My NY Pizza Adventure, Part 3 - Keste & Artichoke Basille's

271 Bleecker St
New York, NY 10014
(212) 243-1500

328 East 14th St
New York, NY 10003
(212) 228-2004

(all photos by Adam Lindsley)

The final leg of my New York immersion had me hitting two of the more recent pizzeria success stories: Keste and Artichoke Basille's.

Keste prides itself on its Neapolitan pizza, but it doesn't strictly adhere to the VPN's stringent rules, and it's all the better for it. I only had the Margherita there, but it ended up being one of the best Margheritas--and certainly the best Neapolitan-style Margherita--I've ever had.

Though the crust was fantastic, I think it really came down to the cheese and sauce with this pie. The sauce didn't hit me with the burst of TOMATO like it does on just about every other Neapolitan pizza I've eaten. It felt closer in nature to Chris Bianco's sauce, though still distinct enough to set itself apart. Simple and elegant. I thought it was amazing, and along with Keste's exceptional house-made fior-di-latte--which unlike most fresh cow's milk mozzarella was extremely flavorful--made every bite better than the last.

Yes, all the usual components of pizza greatness were present, the perfect char and airy hole structure of the soft and pliant crust, the smoky flavor of the wood-fired oven coming through loud and clear. If you're in town, I highly recommend it, and I eagerly await my next visit.

The final stop on this mini pizza tour was the much-hyped Artichoke Basille's in the East Village. Many New York food critics seem to love this place, and because it was so close to my hotel, I knew I had to see what all the fuss was about.

Artichoke Basille's claim to fame is its "artichoke slice," which is essentially a plain slice of NY-style pizza covered with a thick layer of artichoke dip. I am not kidding you. I'm not a big fan of artichoke dip at all, but I knew I had to try it. So I ordered a slice of that, a Margherita slice, and one of their Sicilian slices.

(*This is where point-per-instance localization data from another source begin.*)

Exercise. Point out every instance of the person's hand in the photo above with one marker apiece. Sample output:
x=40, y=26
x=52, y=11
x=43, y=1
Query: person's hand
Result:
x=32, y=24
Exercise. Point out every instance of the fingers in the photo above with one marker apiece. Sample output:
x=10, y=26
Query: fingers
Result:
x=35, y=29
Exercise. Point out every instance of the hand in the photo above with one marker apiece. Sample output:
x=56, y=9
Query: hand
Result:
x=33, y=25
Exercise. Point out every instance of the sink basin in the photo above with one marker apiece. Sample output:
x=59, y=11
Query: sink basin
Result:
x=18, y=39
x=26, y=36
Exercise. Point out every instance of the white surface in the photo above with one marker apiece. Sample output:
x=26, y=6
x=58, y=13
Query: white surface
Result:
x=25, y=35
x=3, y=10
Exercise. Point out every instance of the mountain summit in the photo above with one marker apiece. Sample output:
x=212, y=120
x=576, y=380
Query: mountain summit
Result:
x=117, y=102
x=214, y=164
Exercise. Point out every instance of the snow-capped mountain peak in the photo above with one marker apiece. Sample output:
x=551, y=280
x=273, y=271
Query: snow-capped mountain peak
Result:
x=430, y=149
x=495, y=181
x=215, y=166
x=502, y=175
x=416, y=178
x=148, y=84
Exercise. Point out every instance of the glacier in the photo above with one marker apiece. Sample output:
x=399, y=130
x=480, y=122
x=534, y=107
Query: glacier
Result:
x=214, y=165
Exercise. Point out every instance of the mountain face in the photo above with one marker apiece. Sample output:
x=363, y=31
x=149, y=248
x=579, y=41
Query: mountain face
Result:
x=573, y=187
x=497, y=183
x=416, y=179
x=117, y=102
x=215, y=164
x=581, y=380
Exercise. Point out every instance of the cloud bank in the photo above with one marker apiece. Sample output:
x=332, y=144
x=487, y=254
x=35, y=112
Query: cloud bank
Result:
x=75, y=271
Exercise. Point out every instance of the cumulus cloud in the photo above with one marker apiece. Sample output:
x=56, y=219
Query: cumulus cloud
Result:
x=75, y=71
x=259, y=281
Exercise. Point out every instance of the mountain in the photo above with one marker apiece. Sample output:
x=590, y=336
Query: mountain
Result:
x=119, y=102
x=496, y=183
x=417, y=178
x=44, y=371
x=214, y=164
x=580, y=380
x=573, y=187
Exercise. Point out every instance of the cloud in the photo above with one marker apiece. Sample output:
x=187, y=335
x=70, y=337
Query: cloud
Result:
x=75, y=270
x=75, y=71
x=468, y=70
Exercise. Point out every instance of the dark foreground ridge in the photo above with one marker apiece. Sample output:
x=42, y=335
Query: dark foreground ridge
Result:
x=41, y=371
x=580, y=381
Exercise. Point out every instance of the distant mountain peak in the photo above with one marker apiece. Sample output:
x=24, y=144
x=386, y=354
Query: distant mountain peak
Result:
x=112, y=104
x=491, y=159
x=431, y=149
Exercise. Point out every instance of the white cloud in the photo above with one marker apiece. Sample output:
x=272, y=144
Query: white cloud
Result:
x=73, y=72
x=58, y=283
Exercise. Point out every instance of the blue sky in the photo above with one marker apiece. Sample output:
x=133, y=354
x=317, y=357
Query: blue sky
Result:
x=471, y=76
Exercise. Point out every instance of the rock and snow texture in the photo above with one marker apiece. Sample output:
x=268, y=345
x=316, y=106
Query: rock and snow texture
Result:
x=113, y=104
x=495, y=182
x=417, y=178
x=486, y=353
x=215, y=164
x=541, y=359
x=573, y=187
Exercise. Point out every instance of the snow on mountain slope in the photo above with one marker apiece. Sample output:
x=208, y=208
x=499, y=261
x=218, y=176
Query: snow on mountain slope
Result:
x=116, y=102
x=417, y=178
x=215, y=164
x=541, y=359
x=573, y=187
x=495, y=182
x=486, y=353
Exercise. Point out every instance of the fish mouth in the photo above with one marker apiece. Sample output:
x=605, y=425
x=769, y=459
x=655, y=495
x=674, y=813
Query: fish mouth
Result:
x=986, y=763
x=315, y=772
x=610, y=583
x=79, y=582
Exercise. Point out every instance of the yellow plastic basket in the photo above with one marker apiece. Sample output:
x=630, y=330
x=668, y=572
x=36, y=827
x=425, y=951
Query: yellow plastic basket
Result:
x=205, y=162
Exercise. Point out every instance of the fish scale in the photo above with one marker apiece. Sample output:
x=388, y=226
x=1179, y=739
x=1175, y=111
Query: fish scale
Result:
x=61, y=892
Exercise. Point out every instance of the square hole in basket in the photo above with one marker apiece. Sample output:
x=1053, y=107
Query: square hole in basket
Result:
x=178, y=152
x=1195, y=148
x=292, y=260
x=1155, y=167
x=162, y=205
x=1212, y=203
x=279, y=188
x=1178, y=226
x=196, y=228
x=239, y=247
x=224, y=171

Let's just get this out of the way: that artichoke slice is an abomination. It isn't the flavor, because I actually thought the "dip" that comprised 60% of the slice was mildly tasty. No, I think it's the quantity of the dip that got to me. There's just too damn much of it, and I cannot imagine eating an entire slice of that stuff. I had only about a third of it and my stomach tilted rapidly toward the queasy side. I knew I couldn't get another bite down.

I moved on to the Margherita slice. This is your average, run-of-the-mill NY slice, very mediocre and nothing special at all. The crust is hard, brittle, and bitter, with a too-thick cornicione that breaks apart like a saltine cracker. It was the worst crust I'd seen in a long while. The one thing the plain slice has going for it is the bright, delicious tomato sauce. If only there had been more of it to counteract the bland mozz and grated parmesan on top...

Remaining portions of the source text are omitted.